The U.S. Department of Justice plans to prosecute the owner of a Philadelphia roofing company for alleged crimes that the government claims led to the death of a construction worker.
James J. McCullagh, owner of James J. McCullagh Roofing Inc., allegedly lied to U.S. Occupational Safety and Health Administration investigators in an attempt to cover up his company’s failure to provide required fall protection for a man — Mark T. Smith — who died after falling 45 feet from a church roof in 2013. Two other workers said no fall protection was provided.
The indictment, handed up by a federal grand jury, also charges McCullagh with obstruction of justice and with willfully violating OSHA’s safety regulations for scaffolds. McCullagh could face 25 years in prison and a $1.5 million fine.

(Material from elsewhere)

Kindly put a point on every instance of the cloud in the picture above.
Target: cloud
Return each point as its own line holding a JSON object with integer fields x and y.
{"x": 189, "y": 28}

The DOJ rarely prosecutes employers for on-the-job deaths. In fact, the National Council for Occupational Safety and Health reported that in 2014, grand juries indicted just two company executives for workplace fatalities. Neither of those involved construction workers.
Last month, however, another jury convicted the owner and manager of a California construction company, U.S. Sino Investment Inc., of involuntary manslaughter following the 2012 cave-in death of a 36-year-old worker. The owner was also convicted of three felony labor code violations for causing an employee's death through negligence.